Motif recognized that it could go to the motor cortex, like TMS. Working with neurosurgeons at Baylor College of Medicine, the team was able to test the device’s stimulation capabilities on a patient having a tumor resected. They placed the device on the motor cortex above the dura, so that it would not be in direct contact with the brain.
Robinson said surgeons used a wand to communicate with the implant, delivering energy and enabling wireless control of the tiny device.
“They pushed go and applied stimulation and that’s when we began to see finger movements,” Robinson said. “That was our ‘aha’ moment.”
Developing the miniature Motif DOT implant
This illustration shows the Motif DOT microstimulator device’s miniaturized components. [Image courtesy of Motif Neurotech]
“What that did was that really unlocked the ability to make miniature devices and have a new way of delivering energy that will allow us to make devices smaller than anybody else can make, but still have enough power to create therapeutic neuromodulation,” Robinson said.
When Robinson began work on this technology, he and his team looked at solving the challenge of wireless power transfer. To make the device as small as possible, they aimed to find a way to energize implants without batteries.
“The challenge is that, as you make content that is really small, the efficiencies also tend to get really small,” Robinson explained. “The amount of power that it can deliver gets really small. So we took a different approach. Rather than using an antenna like a magnetic coil for magnetic induction or an antenna that you would use to capture energy from electromagnetic waves, we created a material.”
That material, he said, vibrates in the presence of a magnetic field, with the vibrational energy converting into electrical energy.
After breaking through on the wireless power transfer, the team had to find a way to get its miniaturized device close to the brain tissue. Placing the small device within a burr hole in the skull without touching the brain makes it a safer, faster and easier procedure than open-brain surgery. And it gets the Motif implant close enough to the target tissue that it eliminates the need for a lot of energy, Robinson said.
“We combined those two things to make tiny electronics, tiny energy sources and the whole thing can be really small,” Robinson said. “That allows us to get close to the brain and deliver the energy that’s required to stimulate brain activity in a way that requires a lot of energy if you’re really far away.”
The Motif Neurotech DOT as a “brain pacemaker”
Motif Neurotech co-founder and CEO Jacob Robinson [Photo courtesy of Motif Neurotech]
Robinson said these closed-loop, patient-specific features break up the traditional medical device architecture of having an implant — and only an implant — for an extended period of time. The system can also potentially expand to other sites for stimulation and recording. Robinson said research shows potentially better outcomes with stimulation on both sides of the brain (bilaterally). Over time, he could see adding a second, third or fourth device.
He compared the technology to cardiac pacemakers, where “people have three leads put in, but they have to route those wires all over the place.”

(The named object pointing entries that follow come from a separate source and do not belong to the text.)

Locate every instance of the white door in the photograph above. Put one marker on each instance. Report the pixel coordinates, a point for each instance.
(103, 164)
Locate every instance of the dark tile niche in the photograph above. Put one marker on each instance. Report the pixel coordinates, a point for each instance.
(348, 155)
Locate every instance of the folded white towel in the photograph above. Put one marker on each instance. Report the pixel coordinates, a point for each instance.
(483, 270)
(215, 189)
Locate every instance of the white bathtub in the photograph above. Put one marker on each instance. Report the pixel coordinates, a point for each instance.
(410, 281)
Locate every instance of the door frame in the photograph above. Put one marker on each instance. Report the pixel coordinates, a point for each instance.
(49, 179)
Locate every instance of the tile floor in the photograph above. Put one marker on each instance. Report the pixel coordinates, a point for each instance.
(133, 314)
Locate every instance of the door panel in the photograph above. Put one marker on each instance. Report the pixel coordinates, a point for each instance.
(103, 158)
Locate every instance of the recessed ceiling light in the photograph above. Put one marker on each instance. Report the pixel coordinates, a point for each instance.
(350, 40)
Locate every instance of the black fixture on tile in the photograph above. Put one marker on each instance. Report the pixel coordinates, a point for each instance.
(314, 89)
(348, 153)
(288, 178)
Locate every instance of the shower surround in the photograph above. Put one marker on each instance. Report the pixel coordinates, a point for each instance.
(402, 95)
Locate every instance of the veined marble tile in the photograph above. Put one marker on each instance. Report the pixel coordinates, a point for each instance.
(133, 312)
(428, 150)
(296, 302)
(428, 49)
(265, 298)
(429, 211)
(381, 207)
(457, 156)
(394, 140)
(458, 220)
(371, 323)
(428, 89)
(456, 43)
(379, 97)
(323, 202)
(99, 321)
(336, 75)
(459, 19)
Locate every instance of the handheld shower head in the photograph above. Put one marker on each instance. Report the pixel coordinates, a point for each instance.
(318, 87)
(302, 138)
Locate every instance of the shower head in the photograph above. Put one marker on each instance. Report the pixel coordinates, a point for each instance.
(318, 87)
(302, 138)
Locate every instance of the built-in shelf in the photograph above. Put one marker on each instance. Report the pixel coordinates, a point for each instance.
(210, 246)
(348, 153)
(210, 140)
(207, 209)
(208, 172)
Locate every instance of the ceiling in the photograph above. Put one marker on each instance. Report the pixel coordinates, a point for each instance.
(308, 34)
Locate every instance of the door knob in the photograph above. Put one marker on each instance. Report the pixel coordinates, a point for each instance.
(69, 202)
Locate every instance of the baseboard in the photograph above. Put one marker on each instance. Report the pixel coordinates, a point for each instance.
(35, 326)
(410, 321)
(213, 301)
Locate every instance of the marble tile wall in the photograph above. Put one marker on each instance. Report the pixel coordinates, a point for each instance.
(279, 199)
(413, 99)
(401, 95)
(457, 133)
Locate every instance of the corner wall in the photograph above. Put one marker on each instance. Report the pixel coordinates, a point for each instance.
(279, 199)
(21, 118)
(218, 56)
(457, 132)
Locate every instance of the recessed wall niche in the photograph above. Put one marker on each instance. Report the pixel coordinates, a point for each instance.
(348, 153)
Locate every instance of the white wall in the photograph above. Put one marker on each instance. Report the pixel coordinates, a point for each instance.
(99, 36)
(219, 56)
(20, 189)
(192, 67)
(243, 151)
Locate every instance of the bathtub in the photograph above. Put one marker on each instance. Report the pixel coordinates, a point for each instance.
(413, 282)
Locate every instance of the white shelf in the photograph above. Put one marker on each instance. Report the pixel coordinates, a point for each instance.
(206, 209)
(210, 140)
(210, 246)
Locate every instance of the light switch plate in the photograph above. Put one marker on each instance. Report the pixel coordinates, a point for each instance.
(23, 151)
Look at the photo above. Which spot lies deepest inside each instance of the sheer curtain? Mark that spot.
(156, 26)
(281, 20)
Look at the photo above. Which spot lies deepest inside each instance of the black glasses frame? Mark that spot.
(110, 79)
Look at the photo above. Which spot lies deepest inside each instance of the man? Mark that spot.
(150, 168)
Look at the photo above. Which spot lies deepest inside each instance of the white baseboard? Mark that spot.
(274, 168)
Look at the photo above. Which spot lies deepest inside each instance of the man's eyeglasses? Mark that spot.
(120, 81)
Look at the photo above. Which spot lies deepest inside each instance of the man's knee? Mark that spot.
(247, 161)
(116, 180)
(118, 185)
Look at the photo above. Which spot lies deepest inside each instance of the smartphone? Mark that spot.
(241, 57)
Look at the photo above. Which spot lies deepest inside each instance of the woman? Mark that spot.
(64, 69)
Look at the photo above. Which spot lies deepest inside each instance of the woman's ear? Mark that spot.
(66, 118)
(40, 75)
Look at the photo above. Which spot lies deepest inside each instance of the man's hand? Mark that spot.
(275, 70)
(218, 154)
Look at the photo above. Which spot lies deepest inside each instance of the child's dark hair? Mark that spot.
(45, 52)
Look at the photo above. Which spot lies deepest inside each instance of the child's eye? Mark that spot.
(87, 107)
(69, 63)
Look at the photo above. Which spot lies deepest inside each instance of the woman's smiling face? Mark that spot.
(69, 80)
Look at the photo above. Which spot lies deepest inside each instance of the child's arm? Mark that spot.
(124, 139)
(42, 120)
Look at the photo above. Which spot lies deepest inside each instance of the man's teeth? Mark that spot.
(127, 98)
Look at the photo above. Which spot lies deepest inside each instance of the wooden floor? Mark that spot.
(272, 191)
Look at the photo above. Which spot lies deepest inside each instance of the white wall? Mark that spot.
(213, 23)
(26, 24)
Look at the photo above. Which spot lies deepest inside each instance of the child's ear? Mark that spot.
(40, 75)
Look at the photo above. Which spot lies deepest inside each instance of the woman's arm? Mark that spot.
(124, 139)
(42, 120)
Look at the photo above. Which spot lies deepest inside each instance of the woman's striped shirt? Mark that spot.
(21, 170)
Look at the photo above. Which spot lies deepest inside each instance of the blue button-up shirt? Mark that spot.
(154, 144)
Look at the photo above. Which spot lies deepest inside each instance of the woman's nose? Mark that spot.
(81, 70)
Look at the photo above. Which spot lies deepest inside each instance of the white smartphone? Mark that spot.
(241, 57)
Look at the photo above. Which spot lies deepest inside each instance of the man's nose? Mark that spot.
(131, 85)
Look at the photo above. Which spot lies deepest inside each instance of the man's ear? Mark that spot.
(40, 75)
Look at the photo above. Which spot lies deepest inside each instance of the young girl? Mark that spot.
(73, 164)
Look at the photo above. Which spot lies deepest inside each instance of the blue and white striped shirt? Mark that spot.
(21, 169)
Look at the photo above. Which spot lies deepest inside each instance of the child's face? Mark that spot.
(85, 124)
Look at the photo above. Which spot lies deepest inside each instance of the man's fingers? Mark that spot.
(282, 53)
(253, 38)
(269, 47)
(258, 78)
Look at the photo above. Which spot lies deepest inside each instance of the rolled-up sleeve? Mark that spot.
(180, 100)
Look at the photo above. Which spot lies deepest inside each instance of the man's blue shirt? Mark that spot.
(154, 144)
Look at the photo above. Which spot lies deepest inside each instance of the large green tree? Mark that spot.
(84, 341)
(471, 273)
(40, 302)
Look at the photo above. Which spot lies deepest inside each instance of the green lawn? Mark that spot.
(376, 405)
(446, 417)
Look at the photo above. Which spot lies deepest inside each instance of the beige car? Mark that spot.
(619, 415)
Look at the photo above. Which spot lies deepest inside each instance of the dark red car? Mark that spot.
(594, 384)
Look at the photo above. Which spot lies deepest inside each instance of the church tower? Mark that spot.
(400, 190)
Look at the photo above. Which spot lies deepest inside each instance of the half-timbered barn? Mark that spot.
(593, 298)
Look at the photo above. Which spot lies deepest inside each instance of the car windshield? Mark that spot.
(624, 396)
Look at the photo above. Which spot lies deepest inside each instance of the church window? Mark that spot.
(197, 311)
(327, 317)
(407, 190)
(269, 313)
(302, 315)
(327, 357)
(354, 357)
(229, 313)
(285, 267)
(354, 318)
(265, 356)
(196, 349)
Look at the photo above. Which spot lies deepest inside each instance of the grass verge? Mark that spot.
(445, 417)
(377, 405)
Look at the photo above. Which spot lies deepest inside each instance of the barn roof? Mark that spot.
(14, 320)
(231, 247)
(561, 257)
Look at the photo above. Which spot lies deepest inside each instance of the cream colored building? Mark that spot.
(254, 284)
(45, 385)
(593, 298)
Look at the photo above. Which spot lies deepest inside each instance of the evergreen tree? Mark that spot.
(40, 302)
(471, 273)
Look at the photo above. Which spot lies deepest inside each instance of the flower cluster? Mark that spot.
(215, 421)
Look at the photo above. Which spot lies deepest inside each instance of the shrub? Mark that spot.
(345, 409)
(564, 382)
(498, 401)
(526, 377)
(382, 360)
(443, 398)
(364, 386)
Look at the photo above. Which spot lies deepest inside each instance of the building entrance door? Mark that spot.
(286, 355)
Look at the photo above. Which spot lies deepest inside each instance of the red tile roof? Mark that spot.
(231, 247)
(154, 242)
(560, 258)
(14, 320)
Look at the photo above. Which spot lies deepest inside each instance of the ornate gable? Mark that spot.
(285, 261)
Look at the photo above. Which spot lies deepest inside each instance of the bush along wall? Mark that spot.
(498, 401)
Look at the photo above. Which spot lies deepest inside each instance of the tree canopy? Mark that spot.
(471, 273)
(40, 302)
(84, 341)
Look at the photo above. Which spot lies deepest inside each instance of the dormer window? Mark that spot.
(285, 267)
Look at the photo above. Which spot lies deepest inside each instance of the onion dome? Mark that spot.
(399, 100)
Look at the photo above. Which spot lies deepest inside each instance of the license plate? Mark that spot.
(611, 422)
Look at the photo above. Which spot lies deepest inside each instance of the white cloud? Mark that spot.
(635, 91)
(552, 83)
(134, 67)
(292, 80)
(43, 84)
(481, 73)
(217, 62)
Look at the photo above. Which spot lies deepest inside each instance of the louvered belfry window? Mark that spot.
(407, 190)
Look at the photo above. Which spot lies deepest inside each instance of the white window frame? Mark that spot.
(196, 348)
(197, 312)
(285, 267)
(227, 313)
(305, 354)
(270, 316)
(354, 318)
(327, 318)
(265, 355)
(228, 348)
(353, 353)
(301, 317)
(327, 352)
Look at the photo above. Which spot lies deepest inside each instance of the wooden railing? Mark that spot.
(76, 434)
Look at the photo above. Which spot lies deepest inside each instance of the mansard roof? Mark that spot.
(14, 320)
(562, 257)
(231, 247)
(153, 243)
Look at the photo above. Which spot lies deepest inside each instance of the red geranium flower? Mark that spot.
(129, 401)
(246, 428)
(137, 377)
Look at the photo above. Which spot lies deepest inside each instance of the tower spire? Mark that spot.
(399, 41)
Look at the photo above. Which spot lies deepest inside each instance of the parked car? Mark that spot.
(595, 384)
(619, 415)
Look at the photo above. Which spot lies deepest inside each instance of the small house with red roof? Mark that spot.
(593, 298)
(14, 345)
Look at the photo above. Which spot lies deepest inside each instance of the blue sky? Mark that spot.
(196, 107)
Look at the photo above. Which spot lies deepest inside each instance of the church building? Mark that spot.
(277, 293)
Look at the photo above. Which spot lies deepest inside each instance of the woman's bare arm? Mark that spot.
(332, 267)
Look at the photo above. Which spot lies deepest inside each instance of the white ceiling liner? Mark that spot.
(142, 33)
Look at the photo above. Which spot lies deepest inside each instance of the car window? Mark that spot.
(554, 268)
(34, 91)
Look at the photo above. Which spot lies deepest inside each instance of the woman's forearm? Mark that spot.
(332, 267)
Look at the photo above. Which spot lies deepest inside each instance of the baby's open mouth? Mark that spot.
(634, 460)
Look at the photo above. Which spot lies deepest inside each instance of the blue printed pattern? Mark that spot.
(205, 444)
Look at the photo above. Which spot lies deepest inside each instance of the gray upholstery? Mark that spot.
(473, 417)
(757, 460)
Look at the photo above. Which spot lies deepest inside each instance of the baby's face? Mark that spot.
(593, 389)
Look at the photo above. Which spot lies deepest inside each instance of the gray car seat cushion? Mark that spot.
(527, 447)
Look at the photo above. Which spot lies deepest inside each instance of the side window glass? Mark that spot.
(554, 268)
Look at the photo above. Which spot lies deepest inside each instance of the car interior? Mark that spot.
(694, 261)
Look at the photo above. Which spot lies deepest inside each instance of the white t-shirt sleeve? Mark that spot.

“We can add additional leads” with Motif’s technology, he said. “We don’t have to connect wires between them.”
The similarities to a pacemaker go beyond the leads — so far, in fact, that Robinson considers Motif’s implant a “brain pacemaker.” The technology engages a network in the brain to help people overcome the “oppressive barrier” preventing them from performing tasks like getting out of bed, taking a shower or brushing one’s teeth.
Like a pacemaker in a patient’s heart, the Motif implant delivers electrical stimulation and restores natural rhythms in the brain to help people with depression motivate themselves to perform the necessary tasks to get well, he said.
“I like the idea of being able to treat psychiatric conditions with a brain pacemaker,” Robinson said. “It’s now accepted that if you suffer from a cardiac condition and your drugs aren’t working for you, you can get an implant and it will likely save your life. The same analogy holds for mental health.”